Andiamo con ordine. Il 23 marzo del 1999 Durant è uno sbarbatello di 10 anni ed il suo futuro giocatore preferito, Dirk Nowitzki, sta chiudendo la sua stagione da rookie in quel di Dallas tra più fischi che applausi. Quella sera il tedescone, però, firma il primo acuto della sua scintillante carriera, mettendo 31 punti in faccia agli Houston Rockets. Probabilmente nessuno all’epoca capì che quel dì iniziò a cambiare totalmente il modo di considerare giocatori alti 7 piedi con capacità da esterni. Ovvero quella trasformazione che proprio KD sta portando ora a compimento.
Il giorno dopo quel 23 marzo, un ragazzone di 18 anni e 212 centimetri di nome Jonathan Bender si abbatte come un uragano sul McDonald’s All American. Ha centimetri e apertura alare da pivot, ma controllo del corpo, atletismo e tecnica di una guardia. È Durant un decennio prima di Durant. Bender disintegra il record della partita che mette di fronte i migliori prospetti delle high school americane che da 18 anni era nelle mani di Sua Ariosità stampando 31 punti (con un paio di triple) conditi da 10 assist e 3 stoppate. Mezza America finisce sulle tracce di quell’airone e sebbene fosse già d’accordo per andare al college di Mississippi State è dura resistere alle sirene della Nba.
Bender è molto esile e il tiro da fuori va e viene, ma un giocatore così potenzialmente può rivoltare la Lega come un calzino.
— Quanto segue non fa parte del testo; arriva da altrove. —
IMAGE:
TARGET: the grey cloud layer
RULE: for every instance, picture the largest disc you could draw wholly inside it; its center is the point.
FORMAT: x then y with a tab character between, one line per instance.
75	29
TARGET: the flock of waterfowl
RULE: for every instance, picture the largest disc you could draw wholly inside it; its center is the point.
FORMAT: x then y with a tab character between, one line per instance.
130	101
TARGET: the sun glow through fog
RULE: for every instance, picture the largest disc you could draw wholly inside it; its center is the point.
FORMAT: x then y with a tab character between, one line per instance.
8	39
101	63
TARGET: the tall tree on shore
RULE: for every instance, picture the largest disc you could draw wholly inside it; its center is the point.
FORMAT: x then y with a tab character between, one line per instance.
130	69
Nel draft 1999 lo sceglie Toronto alla numero 5, ma Larry Bird si innamora delle potenzialità di quell’aliante nero e vorrebbe farne il leader per il post-Reggie Miller. Così spedisce in Canada Antonio Davis, praticamente l’antitesi di Bender, e prende sotto le proprie cure il buon Jonathan.
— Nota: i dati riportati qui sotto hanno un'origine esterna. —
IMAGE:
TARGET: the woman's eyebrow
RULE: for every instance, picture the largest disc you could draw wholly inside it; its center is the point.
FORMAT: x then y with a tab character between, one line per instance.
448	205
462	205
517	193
Scommessa ampiamente persa. L’ala giallonera è martoriata dagli infortuni alle ginocchia sin dal suo primo anno, solo nel 2001/2002 riesce a giocare quasi tutta la stagione (78 partite a 7,4 punti di media in 21,1 minuti di media) ma nell’estate 2006, dopo essere diventato habitué di Nba Action e con due stagioni nelle quali ha giocato complessivamente appena 9 partite, decide di appendere le scarpe al chiodo. Prova a tornare tre anni dopo, nel 2009, con la maglia dei New York Knicks di Donnie Walsh, suo presidente anche nel 1999 quando sbarcò ad Indianapolis. Fa pure in tempo a far registrare un season-high di 16 punti in 19 minuti contro i Thunder di quel Kevin Durant cui, idealmente, passò il testimone. Durant segna 30 punti quella sera, facendo ricordare a tutti cosa poteva essere di Bender se la fortuna fosse stata dalla sua parte.
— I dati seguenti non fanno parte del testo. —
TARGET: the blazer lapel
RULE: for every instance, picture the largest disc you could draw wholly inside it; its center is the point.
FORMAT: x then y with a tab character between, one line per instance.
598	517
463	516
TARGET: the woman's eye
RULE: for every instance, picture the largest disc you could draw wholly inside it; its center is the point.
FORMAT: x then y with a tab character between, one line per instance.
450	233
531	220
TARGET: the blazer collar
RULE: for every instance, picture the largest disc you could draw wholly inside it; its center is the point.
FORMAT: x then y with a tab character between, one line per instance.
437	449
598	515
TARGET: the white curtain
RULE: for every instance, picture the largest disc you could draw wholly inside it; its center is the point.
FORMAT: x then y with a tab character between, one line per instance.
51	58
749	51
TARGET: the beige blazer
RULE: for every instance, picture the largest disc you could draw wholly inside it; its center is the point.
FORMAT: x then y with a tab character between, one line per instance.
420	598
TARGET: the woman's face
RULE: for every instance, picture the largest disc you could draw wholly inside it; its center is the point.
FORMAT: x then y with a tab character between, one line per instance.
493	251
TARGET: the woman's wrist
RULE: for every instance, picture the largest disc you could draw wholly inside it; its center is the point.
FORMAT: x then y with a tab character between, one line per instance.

L’estate 2010 è quella del ritiro definitivo, ad appena 29 anni. Cosa fa un giocatore Nba distrutto dagli infortuni alle ginocchia senza alcun titolo di studio? No, non si dà alle sparatorie con Jarvis Crittenton e Gilbert Arenas. Non finisce sempre così in America.
Jonathan è un bravo ragazzo, metodico, pronto ad applicarsi per quello in cui crede. E pensa: voglio aiutare i ragazzi che si troveranno ad affrontare gli stessi problemi che ho dovuto affrontare io nella mia carriera. Cosa fa allora? Prende del nastro adesivo, pesi da caviglie, elastici spessi e un rotolo di cerotto mettendo in piedi il prototipo di quello che sarà il JB Trainer Intensive (http://jbitmedpro.com). Un congegno che aiuta a rinforzare la muscolatura delle gambe senza caricare sui tendini delle ginocchia. Jonathan ci investe circa 80 mila dollari ma solo sette anni più tardi, nel 2013, lancia la sua impresa. “Quando nel 2009 andai ai Knicks fu per provare a me stesso che quello che stavo facendo funzionasse”, spiegò in seguito Bender. E funzionava davvero, tanto che oggi l’ex Pacers, a soli 32 anni, è milionario grazie alla sua invenzione. “Non voglio che mi guardiate come un ex giocatore Nba che ha fatto dei soldi ma la cui carriera è finita. Voglio dimostrare che ci sono altri modi per esplorare i propri talenti e doni della natura”.